After boarding a late night flight out of Miami, so as not to draw media attention, Nowitzki spent twelve hours on the Bering Sea in Alaska on Wednesday. Under the supervision of seasoned Crab fishermen Sig Hansen and Jonathan Hillstrand, Nowitzki dangled like a crab pot over the frigid water, covered head to toe in an insulated suit. The only part of his 7 foot frame that was exposed was the middle finger on his left hand.
For twelve hours he submerged his torn ligament into the ice cold water for thirty minutes at a time. When not hanging a few feet off the deck, Dirk sat in the warmth of the cabin, rubbing crab semen on the finger. The Alaskans claim the ejaculate has mystical healing powers.
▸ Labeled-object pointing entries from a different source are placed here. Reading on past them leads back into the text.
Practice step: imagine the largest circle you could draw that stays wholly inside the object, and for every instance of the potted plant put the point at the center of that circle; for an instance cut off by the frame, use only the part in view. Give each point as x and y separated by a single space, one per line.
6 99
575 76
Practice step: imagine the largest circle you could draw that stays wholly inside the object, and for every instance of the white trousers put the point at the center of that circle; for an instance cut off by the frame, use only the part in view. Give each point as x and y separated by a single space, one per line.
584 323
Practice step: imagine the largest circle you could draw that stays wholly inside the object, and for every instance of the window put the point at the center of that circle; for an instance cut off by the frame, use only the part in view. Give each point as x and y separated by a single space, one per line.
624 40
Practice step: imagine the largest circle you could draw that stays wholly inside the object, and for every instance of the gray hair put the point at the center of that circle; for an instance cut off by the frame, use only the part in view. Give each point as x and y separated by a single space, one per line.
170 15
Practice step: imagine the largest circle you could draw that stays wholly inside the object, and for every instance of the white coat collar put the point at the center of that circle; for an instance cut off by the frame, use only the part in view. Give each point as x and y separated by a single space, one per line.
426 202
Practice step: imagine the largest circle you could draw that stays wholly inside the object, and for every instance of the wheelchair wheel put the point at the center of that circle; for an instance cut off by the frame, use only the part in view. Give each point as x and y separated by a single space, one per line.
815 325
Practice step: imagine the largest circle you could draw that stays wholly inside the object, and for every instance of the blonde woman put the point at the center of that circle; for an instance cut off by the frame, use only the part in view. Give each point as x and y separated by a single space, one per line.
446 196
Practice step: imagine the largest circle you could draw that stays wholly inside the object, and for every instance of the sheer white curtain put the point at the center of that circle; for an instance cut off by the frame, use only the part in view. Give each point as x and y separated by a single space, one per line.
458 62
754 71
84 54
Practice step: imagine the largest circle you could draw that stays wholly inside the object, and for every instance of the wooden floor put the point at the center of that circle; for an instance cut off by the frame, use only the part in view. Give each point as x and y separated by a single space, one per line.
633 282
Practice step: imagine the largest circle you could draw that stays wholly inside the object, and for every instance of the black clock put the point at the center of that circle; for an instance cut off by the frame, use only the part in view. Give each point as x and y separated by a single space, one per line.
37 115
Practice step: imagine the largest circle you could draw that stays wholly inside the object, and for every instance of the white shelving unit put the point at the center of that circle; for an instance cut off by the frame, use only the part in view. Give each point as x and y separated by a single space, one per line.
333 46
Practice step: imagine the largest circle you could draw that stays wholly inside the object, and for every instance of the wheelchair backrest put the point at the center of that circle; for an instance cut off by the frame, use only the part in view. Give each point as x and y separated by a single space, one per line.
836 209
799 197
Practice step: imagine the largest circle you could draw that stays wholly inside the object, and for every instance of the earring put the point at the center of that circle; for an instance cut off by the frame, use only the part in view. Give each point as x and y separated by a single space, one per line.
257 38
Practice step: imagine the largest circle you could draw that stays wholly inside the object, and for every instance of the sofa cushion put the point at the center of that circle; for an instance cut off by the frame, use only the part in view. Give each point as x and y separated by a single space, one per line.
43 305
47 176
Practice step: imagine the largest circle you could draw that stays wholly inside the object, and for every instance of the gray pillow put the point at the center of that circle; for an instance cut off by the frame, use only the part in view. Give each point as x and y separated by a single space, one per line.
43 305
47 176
Nowitzki struck up a friendship with Hansen, a rabid basketball fan, a few years ago at a celebrity poker tournament where people said they looked like brothers. The stern Norwegian called Dirk after Game One imploring him to make the trip up to Alaska. At first he was reluctant, but after watching the footage of Lebron dunking all over his team, Nowitzki put in a call to Mark Cuban about borrowing his plane.
It remains to be seen if the unorthodox treatment will pay dividends, but anyone who has even smelled crab semen, or stuck a finger in the Bering Sea, knows that you cannot question Nowitzki’s commitment to winning.